Koordinator posko, Muh. Fairul Zaky Safaatullah, mengungkapkan bahwa saat ini tim mahasiswa tengah fokus pada tahapan identifikasi masalah dan penentuan skala prioritas. Langkah ini diambil agar program kerja yang akan disusun nantinya benar-benar selaras dengan kebutuhan warga serta memiliki dampak jangka panjang bagi lingkungan sekitar.
Proses pemetaan ini melibatkan pengumpulan data komprehensif, mulai dari data primer hingga sekunder, termasuk survei rumah tangga dan pendataan individu. Upaya tersebut dilakukan sebagai fondasi utama sebelum menentukan intervensi kesehatan yang dianggap paling krusial untuk dilaksanakan di lapangan.
Pihak Kelurahan Lalebata, yang diwakili oleh Hartini S.Sos., menyambut baik inisiatif akademik ini. Ia menekankan pentingnya sinergi antara mahasiswa, pemerintah setempat, tenaga medis, dan masyarakat dalam mengentaskan persoalan kesehatan di wilayah tersebut.
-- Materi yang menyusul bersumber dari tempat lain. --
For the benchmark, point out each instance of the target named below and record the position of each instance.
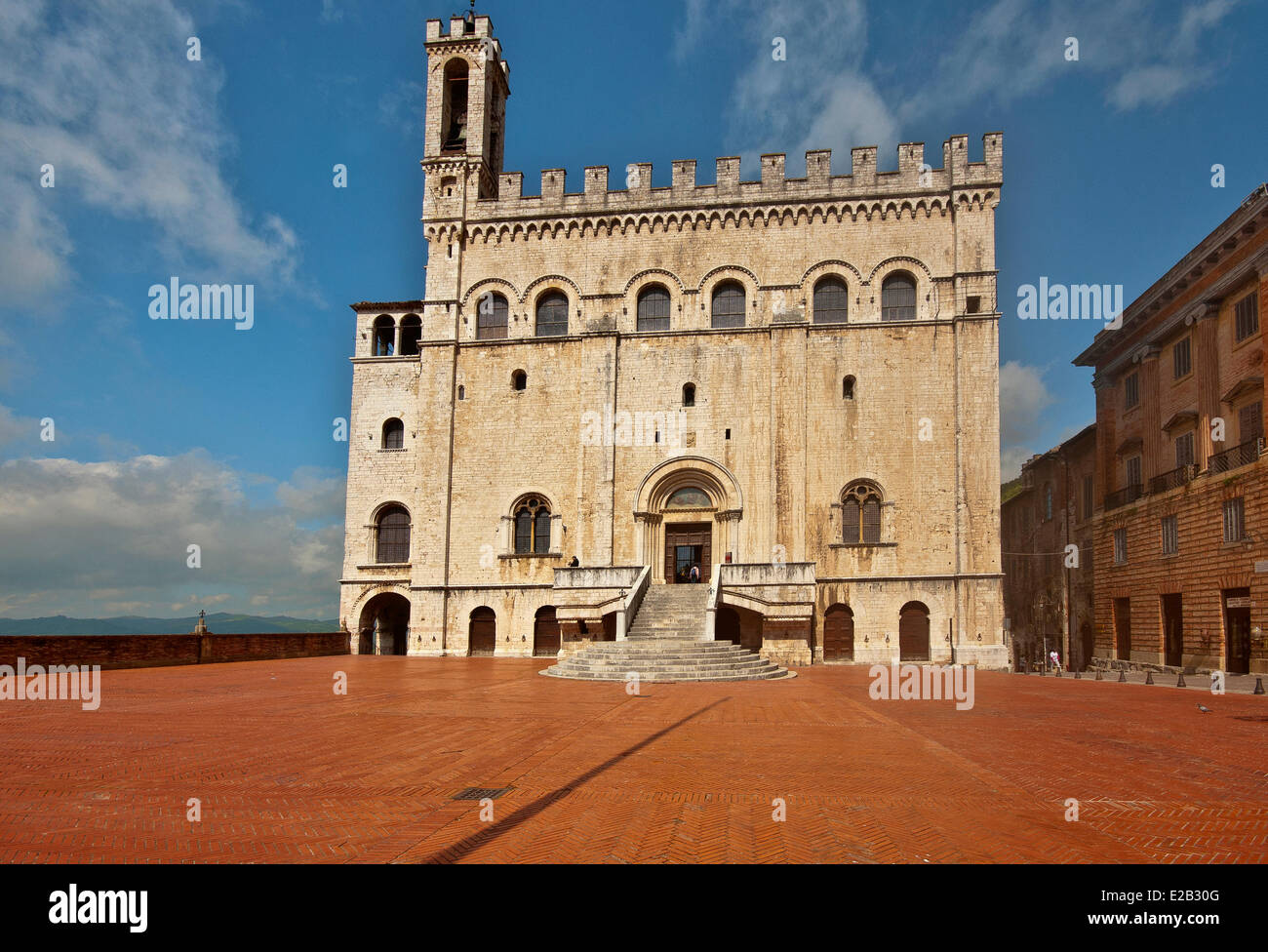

Pihak kelurahan berharap hasil seminar ini dapat segera diimplementasikan ke dalam program nyata yang aplikatif.
Kegiatan ditutup dengan sesi diskusi interaktif yang melibatkan tokoh masyarakat dan aparat pemerintah. Masukan dari para pemangku kepentingan tersebut menjadi instrumen penting bagi mahasiswa untuk memastikan program kerja yang dirancang tidak hanya berbasis data, tetapi juga tepat sasaran sesuai dengan konteks kearifan lokal masyarakat Kelurahan Lalebata.